Judicial Notice Flashcards
4 Types of Judicial Notice
- Adjudicative facts
- Law – no formal rules, case law only
- Legislative facts – no rules (not tested)
- Evaluative facts – no rules (not tested)
Adjudicative facts
General Rule: Court may recognize a fact as true without formal presentation of evidence
- Do not have to actually call a witness to bring it in
- Things that are just not disputed – so easily proved – bring up calendar, etc. so obvious to everybody
- Fact must generally be known within the territorial jurisdiction of the trial court; or capable of accurate and ready determination by resort to sources whose accuracy cannot reasonably be questioned
Timing (not tested): May take judicial notice on its own; or must take judicial notice if a party requests it and the court is supplied with the necessary information. Court may take notice at any time during the proceeding.
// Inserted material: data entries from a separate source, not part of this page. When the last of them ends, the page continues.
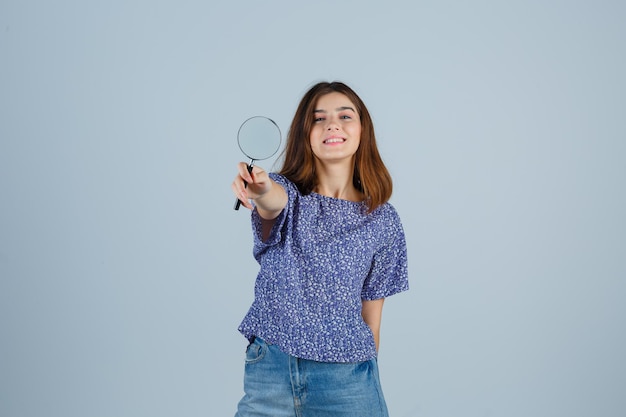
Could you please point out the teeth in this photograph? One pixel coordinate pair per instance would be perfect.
(333, 140)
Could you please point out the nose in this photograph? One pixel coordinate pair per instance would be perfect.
(332, 125)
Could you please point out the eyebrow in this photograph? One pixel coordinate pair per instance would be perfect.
(337, 109)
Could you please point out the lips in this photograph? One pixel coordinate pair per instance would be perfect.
(332, 140)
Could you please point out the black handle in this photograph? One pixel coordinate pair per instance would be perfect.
(245, 184)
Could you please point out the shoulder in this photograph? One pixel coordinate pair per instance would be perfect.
(387, 211)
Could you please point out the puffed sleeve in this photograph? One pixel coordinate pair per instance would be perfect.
(389, 272)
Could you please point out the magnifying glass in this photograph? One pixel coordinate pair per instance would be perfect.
(258, 138)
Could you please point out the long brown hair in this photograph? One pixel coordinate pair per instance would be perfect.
(371, 177)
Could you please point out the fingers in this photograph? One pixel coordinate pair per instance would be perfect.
(248, 184)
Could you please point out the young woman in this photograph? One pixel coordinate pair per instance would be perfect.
(331, 249)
Instructions to Jury (on the exam):
- Civil case: jury notified they MUST take the fact as conclusive (cannot discuss/argue that point, deemed written in stone)
- Criminal case: jury notified that they MAY take fact as conclusive, but do not have to
Examples - Judicial Notice
- Matters of common knowledge in the area (the way streets may be numbered North to South, or East to West; gestation is 280 days)
- Facts capable of certain verification (rising/setting of sun on certain date; certain day of week was a Monday, etc.)
- Scientific principles (radar test reliability; paternity tests reliable and properly conducted)
Judicial Notice of Law
General Rule: Judge generally takes judicial notice of law applicable to a case
- Must take judicial notice of:
(1) Federal public law (US Constitution, public acts of congress, federal case law);
(2) State public law (state constitution, public statutes, common law of states);
(3) Official regulations (codes) - Discretionary judicial notice of foreign laws
Government of the Virgin Islands v. Gereau
Found guilty, want to have a new trial. Juror said jury attendant allegedly said to hurry up b/c wanted to go home. Jury attendant denied. Judge said trust attendant b/c grateful for job. Judge cannot use personal knowledge of woman’s desire for extra money as proof that misconduct did/did not occur. Cannot take judicial notice of things just because judge happens to know it. Must be readily known within the community.
United States v. Jones
Technical fact. Plaintiff did not prove up that this was considered a certain type of company. Judge said will take judicial notice of that fact – cannot do that. Has to be proved up to jury. Cannot cure mistake of party in the case even if element is very simple and could have been easily proven up.
Misc. Notes
- Court may take judicial notice of legislative findings. Never mandatory.
- Court should never take judicial notice that something is obscene – always for jury to decide.
- Radar – generally accepted. Can rebut by saying this radar was not calibrated.